1. The "Green Tree" System: What It Is and What It Is Not
1.1 Identity of the System
The name "green tree" refers to an anonymized or codename leaderboard entry on ForecastBench, the Forecasting Research Institute's dynamic benchmark of AI forecasting capabilities [1, 2]. It is not a separately branded, publicly announced standalone forecasting product from Google DeepMind. The ForecastBench leaderboard lists the entry as "google deepmind, green tree," indicating organizational attribution alongside an internal codename [3, 4]. Other DeepMind entries on the same leaderboard — reportedly including one styled "yellow mouse" — suggest the naming convention is an anonymization scheme for tournament submissions rather than product branding [1].

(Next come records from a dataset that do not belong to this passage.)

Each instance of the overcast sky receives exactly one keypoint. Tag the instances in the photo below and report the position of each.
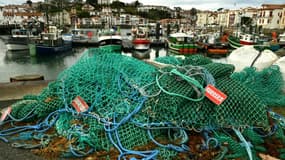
(188, 4)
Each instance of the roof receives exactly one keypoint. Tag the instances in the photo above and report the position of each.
(272, 6)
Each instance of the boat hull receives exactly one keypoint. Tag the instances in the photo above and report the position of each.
(141, 44)
(111, 43)
(183, 48)
(16, 47)
(46, 50)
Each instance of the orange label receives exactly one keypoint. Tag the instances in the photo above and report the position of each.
(79, 104)
(214, 94)
(5, 113)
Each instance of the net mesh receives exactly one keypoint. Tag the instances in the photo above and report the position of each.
(138, 110)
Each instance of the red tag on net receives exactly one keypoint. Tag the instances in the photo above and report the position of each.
(5, 113)
(79, 104)
(214, 94)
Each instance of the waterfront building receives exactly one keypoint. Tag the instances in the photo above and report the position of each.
(282, 21)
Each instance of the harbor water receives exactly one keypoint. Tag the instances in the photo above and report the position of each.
(21, 63)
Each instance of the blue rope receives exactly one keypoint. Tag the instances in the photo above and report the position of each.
(182, 148)
(78, 153)
(208, 140)
(123, 151)
(41, 127)
(126, 118)
(134, 91)
(273, 130)
(188, 79)
(245, 143)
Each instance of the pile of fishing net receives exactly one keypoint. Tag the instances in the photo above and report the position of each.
(110, 106)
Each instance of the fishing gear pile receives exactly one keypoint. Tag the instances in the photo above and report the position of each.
(111, 106)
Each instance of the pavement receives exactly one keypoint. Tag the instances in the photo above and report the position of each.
(9, 94)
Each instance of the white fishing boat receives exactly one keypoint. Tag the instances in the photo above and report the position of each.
(20, 38)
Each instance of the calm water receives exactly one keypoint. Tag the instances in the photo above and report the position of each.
(21, 63)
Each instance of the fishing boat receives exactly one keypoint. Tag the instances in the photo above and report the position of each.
(281, 39)
(110, 39)
(20, 38)
(182, 43)
(141, 40)
(84, 37)
(216, 45)
(50, 43)
(243, 39)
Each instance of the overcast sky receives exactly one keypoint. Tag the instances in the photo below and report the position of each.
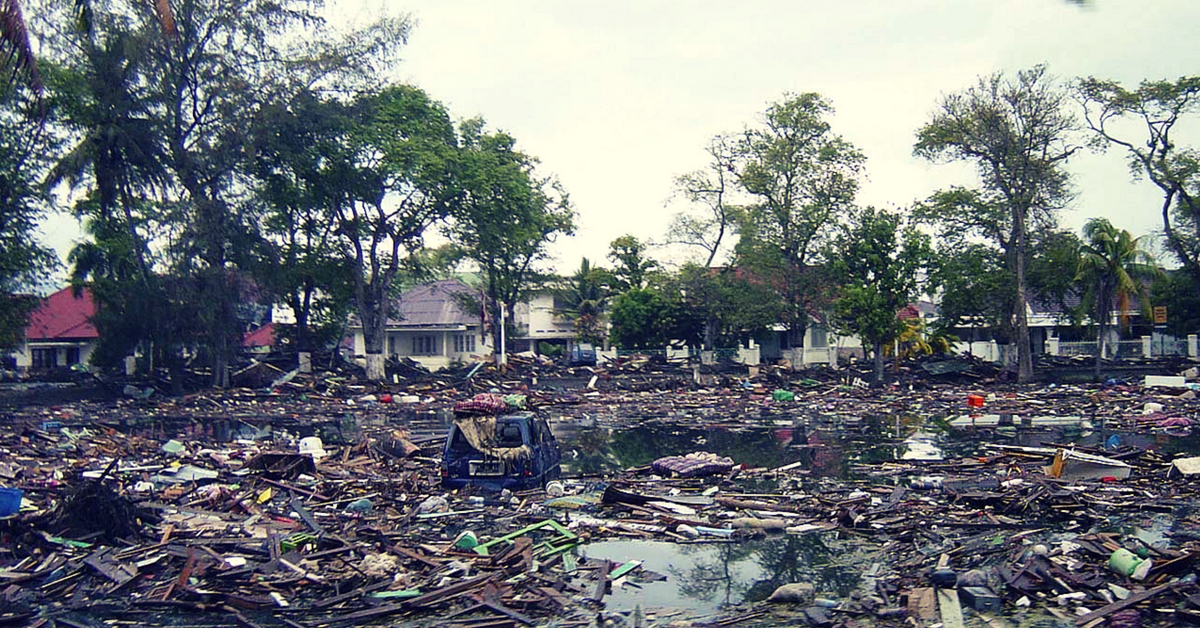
(618, 97)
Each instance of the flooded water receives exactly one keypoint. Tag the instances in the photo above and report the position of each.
(826, 450)
(703, 578)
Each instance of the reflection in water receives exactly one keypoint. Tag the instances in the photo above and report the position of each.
(595, 450)
(825, 448)
(708, 575)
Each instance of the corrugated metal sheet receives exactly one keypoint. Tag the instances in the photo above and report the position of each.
(438, 304)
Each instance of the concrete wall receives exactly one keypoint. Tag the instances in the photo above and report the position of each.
(24, 354)
(400, 344)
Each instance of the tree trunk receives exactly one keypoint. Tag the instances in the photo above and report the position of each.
(1024, 360)
(373, 312)
(877, 375)
(377, 369)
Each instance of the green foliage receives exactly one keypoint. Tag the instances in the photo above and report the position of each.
(161, 111)
(1177, 291)
(975, 286)
(724, 307)
(550, 350)
(1018, 135)
(801, 179)
(24, 263)
(918, 339)
(1114, 270)
(585, 299)
(709, 189)
(877, 262)
(1157, 107)
(641, 320)
(631, 265)
(507, 215)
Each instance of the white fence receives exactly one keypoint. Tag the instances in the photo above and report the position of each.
(1143, 347)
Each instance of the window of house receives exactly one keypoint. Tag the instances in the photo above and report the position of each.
(820, 338)
(45, 358)
(465, 344)
(424, 345)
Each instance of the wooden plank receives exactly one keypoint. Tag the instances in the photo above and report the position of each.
(1137, 598)
(949, 608)
(448, 591)
(601, 580)
(352, 594)
(923, 603)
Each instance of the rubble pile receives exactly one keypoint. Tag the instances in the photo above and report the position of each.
(317, 501)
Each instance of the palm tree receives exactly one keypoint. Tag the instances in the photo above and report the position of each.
(17, 53)
(585, 299)
(1115, 269)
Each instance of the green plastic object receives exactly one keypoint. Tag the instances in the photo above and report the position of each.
(467, 540)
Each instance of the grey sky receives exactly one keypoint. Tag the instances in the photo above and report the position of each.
(618, 97)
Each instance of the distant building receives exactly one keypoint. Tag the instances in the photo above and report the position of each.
(436, 324)
(261, 340)
(60, 333)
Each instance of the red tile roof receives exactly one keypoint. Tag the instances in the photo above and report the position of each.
(263, 336)
(64, 316)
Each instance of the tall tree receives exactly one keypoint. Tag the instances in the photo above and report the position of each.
(641, 320)
(727, 305)
(299, 168)
(802, 179)
(397, 181)
(1018, 133)
(508, 217)
(1115, 270)
(1155, 153)
(25, 263)
(709, 190)
(585, 299)
(183, 97)
(631, 264)
(877, 263)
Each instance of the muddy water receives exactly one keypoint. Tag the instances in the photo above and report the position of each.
(705, 578)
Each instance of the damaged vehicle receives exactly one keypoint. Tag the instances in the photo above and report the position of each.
(514, 452)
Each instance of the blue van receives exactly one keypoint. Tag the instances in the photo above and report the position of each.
(582, 354)
(539, 462)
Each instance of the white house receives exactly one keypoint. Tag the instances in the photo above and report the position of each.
(436, 324)
(59, 334)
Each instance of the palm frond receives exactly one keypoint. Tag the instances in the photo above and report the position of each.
(15, 47)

This distinction matters for evaluating the popular coverage. A May 30, 2026 commentary piece described "GreenTree" as a purpose-built AI system that "can predict the future as well as the best humans on Earth," framing the March 15, 2026 date as the moment "AI hit parity with superforecasters for the first time." That framing is a secondary-source interpretation, not a statement from DeepMind or the Forecasting Research Institute, and it overstates what the leaderboard data actually shows.

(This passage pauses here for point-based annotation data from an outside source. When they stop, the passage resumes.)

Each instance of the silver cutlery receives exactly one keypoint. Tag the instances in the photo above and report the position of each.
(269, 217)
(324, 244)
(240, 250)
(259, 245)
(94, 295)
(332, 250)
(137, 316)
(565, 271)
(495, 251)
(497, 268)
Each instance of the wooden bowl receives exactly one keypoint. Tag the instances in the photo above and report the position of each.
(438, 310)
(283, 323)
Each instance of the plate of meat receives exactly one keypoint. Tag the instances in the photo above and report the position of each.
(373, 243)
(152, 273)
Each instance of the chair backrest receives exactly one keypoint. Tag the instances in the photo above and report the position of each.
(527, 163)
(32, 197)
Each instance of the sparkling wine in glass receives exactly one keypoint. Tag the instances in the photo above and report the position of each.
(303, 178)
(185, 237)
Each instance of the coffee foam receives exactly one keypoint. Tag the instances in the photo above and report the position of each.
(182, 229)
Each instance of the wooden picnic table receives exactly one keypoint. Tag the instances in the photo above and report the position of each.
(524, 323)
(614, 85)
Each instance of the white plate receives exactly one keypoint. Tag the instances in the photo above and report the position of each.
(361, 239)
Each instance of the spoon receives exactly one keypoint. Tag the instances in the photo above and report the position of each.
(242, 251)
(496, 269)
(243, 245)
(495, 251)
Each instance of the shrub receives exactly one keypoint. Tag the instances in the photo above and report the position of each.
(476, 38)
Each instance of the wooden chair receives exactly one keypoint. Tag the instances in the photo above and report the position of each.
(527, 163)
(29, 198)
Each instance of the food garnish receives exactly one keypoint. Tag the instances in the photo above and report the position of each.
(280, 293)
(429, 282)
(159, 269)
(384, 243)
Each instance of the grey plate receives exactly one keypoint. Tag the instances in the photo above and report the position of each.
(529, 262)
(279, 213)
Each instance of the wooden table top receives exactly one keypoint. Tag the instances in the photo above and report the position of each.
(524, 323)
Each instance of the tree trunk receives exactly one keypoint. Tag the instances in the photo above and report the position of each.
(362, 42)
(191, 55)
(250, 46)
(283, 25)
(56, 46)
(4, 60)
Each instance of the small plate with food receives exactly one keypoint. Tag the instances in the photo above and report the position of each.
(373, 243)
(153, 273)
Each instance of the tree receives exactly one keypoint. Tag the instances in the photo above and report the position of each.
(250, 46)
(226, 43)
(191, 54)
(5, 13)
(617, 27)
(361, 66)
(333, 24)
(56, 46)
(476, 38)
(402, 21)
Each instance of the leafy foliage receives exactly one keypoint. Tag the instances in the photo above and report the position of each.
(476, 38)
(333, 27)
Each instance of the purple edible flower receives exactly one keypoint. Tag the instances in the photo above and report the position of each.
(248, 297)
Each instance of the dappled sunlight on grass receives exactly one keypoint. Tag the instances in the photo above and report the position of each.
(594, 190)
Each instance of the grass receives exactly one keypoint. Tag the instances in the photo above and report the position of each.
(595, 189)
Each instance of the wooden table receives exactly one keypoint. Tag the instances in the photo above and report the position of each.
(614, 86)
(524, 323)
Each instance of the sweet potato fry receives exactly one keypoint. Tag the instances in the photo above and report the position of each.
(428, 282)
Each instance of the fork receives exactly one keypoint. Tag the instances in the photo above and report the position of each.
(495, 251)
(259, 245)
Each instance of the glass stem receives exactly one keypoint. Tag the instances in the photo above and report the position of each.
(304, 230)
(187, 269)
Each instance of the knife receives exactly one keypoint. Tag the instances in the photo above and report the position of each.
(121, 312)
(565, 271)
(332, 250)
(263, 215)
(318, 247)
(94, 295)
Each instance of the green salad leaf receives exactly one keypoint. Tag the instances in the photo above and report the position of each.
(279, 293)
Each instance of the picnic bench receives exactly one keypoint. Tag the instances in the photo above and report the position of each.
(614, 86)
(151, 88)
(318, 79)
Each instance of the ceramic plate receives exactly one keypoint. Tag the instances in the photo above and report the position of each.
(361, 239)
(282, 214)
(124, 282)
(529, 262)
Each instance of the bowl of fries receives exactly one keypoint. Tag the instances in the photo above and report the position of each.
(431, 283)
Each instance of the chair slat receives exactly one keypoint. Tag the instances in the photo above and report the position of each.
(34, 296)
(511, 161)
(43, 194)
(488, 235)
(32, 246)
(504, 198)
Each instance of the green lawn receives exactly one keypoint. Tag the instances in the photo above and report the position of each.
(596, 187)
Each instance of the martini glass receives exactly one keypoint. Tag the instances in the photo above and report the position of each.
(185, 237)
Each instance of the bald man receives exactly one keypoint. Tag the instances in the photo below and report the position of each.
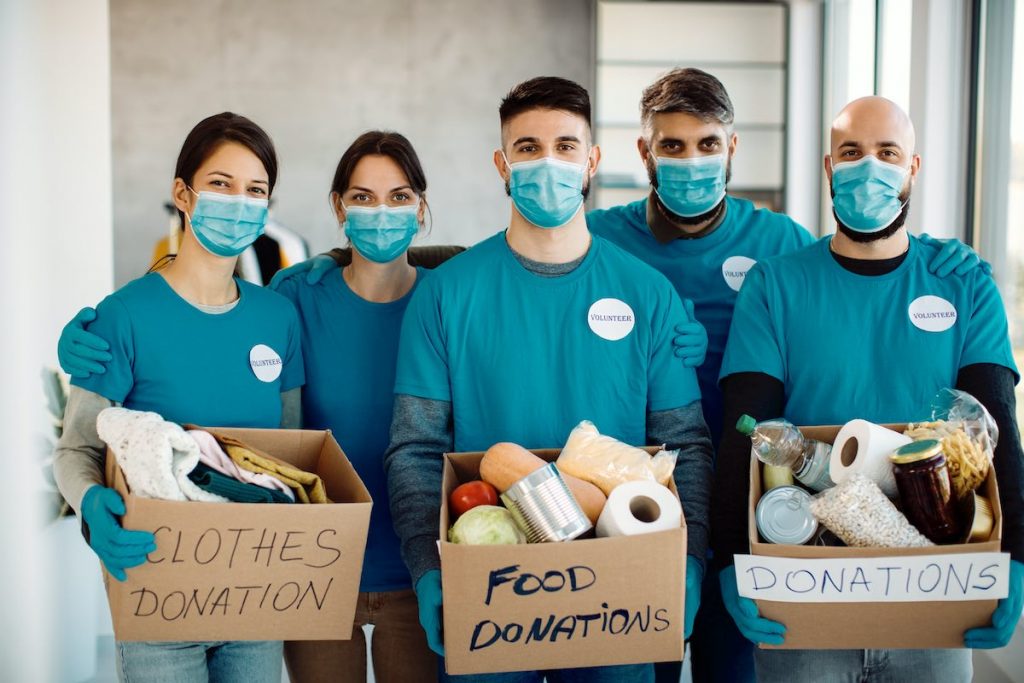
(855, 326)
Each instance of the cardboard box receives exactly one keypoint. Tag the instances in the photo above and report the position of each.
(248, 571)
(555, 605)
(873, 625)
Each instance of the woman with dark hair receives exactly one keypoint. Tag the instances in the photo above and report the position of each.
(350, 321)
(185, 342)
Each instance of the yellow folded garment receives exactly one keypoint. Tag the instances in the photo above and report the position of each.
(307, 486)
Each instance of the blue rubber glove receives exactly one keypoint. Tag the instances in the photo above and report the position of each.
(694, 574)
(691, 340)
(744, 612)
(118, 548)
(1005, 619)
(315, 268)
(82, 353)
(954, 256)
(428, 595)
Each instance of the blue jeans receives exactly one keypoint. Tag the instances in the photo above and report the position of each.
(719, 653)
(233, 662)
(864, 666)
(631, 673)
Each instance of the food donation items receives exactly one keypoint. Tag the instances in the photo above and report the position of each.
(597, 485)
(907, 488)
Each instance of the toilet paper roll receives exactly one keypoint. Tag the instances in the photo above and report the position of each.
(863, 447)
(639, 507)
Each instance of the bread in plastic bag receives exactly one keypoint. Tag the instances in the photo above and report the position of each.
(861, 516)
(606, 462)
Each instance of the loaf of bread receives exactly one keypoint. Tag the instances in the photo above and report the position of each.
(607, 462)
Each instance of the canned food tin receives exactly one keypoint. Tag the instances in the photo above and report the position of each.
(980, 514)
(783, 515)
(544, 507)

1.2 The March 15, 2026 Date: What Happened
The March 15, 2026 date cited in popular coverage does not correspond to a sustained overall parity event on ForecastBench. The available evidence points to two more precise interpretations:
-
Dataset-question leadership: On the sub-category of "dataset questions" — questions drawn from structured data sources rather than live prediction markets — green tree reached the top position or near-top position around this period [1, 2]. AI systems have structural advantages on data-rich, short-horizon questions, and this sub-category leadership was real.
-
A snapshot, not a sustained result: The overall ForecastBench leaderboard updated through May 30, 2026 shows the Superforecaster Median at Brier Index 70.2 and green tree at 67.8 [1, 5]. The March 15 milestone does not reflect sustained overall parity on the current leaderboard. One source reports the parity claim aligns with a specific milestone or dataset-question performance around that date, but explicitly notes it does not reflect sustained overall parity [1].

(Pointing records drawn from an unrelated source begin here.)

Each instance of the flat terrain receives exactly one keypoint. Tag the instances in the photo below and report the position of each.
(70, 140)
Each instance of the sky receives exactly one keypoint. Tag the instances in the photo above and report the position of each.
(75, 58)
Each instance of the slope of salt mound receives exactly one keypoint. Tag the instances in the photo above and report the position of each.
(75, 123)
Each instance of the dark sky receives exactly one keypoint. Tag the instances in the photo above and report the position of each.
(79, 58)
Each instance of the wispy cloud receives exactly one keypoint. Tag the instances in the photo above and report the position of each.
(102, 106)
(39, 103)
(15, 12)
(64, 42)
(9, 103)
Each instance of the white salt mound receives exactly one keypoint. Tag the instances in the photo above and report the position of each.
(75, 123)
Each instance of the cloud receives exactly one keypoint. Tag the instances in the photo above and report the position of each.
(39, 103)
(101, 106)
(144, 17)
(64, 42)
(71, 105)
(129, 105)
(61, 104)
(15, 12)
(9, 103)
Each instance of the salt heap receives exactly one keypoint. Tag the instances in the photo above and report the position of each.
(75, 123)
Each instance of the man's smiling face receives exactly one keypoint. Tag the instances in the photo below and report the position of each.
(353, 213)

A separate single-source report places the parity or top-spot event closer to May 22, 2026, not March 15 — suggesting the popular coverage may have backdated or conflated multiple leaderboard updates [6]. Given the provisional nature of this dating, both dates should be treated with caution.
1.3 The Benchmark Used
ForecastBench uses difficulty-adjusted Brier scores converted into a Brier Index for cross-question comparability [3, 5]. The Brier Index is defined as (1 − √Brier score) × 100%, producing a 0–100% scale where 50% represents an uninformative baseline (always predicting 50%) and 100% represents perfect foresight [1, 2]. Lower raw Brier scores are better; higher Brier Index values are better. The difficulty adjustment is critical: it normalizes scores across questions of varying inherent predictability, allowing meaningful comparison between AI systems and human forecasters who may have answered overlapping but non-identical question sets [3].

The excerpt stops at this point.